I love Tom Huth's paean to the benefits of daily marijuana smoking in his New York Times piece, "How Getting High Made Me a Better Caregiver."
I've ordered his soon-to-be-released book: Forty Years Stoned: A Journalist's Romance. Huth clearly is both an excellent writer and an astute communicator of the joys that cannabis brings.
Here are some excerpts from his NYT essay.
I enjoyed how, right off the bat, he speaks about something marijuana users don't say often enough: experiencing the world while high often (or usually) brings people MORE in touch with reality, not less.
Santa Barbara, Calif. — I’M 74 years old, and I have smoked marijuana almost every day since dinosaurs roamed the earth in the early ’70s. When my awareness is heightened, I’m on my game — the best I can be at thinking creatively, making decisions, focusing on my work, seeing the big picture ... and caregiving.
For 20 years my wife, Anne, has struggled gallantly against the physical, cognitive, emotional and spiritual depredations of Parkinson’s disease. For the first 15, I took care of her myself. Now I have lots of help. Either way, enjoying a hit or two on the pipe every couple of hours has granted me tens of thousands of sweet clemencies that keep me from burning out as a caregiver.
Pot is my refresh button. It restores my innocence, makes the familiar look fascinating. Not all of the time, no. But enough of the time. I’m a sunnier companion when I’m high. I have more to say even when Anne can’t muster a reply.
I also really liked the passages below.
I started using marijuana and psychedelics like LSD and mescaline when I was a student at San Jose State College from 1966-71. Back then, and maybe still now, San Jose was known as the armpit of the San Francisco Bay Area. Yet like Huth, I found that getting high made the ugly look beautiful.
Or at least, awesome. Huth writes:
Often I took Anne on road trips, to stimulate our aging brains. In the mornings, while she meditated in our motel room, I hiked around the neighborhood, through the parking lots of strip-mall America. The terrain was always shockingly disabused of its natural character.
But I took those walks stoned. So one setting was just as compelling as the next: marching through the shadows of the KFC bucket and the Arby’s hat, then back into sunshine again, through the Toyota dealer’s lot — the Camrys posing with their doors flung open like a chorus line — past a payday-loan shop, a Cracker Barrel, an abandoned Kmart, a pawnshop, a Petco, their parking spaces separated by paltry no-man’s-lands of spoiled grass.
Before Anne got sick, I was a travel writer who got sent away on expeditions to New Guinea and Madagascar. Now, working the seams between one mall and the next, I didn’t have to go to the ends of the earth to have experiences that would open my eyes. Marijuana excels at helping the wanderer see beauty in the ordinary.
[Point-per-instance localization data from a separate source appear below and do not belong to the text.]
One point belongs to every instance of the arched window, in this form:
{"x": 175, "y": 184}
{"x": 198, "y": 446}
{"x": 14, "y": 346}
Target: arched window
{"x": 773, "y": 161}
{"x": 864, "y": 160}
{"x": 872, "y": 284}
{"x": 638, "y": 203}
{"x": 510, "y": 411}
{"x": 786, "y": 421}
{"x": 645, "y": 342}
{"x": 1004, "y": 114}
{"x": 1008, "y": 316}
Huth ends with some wise words.
As marijuana moves toward legalization, advocates are rebranding it as a medicine. Esoteric cannabinoids are isolated in labs to treat specific ailments. Investors are debating the venture-capital opportunities. Our old hippie habit is being turned into a medicinal-industrial complex.
Only one subject is missing from the conversation: the marijuana high. That’s strange, because it’s still why most tokers toke — not to cure anything worse than boredom, but to wake themselves up, to feel inspired and transported and elevated by glimpses of an all-consuming all-is-wellness.
The real healer, to me, isn’t some compound extracted in a laboratory. It’s the stoned state itself: that lyrical disorientation, that rush of wonder and possibility.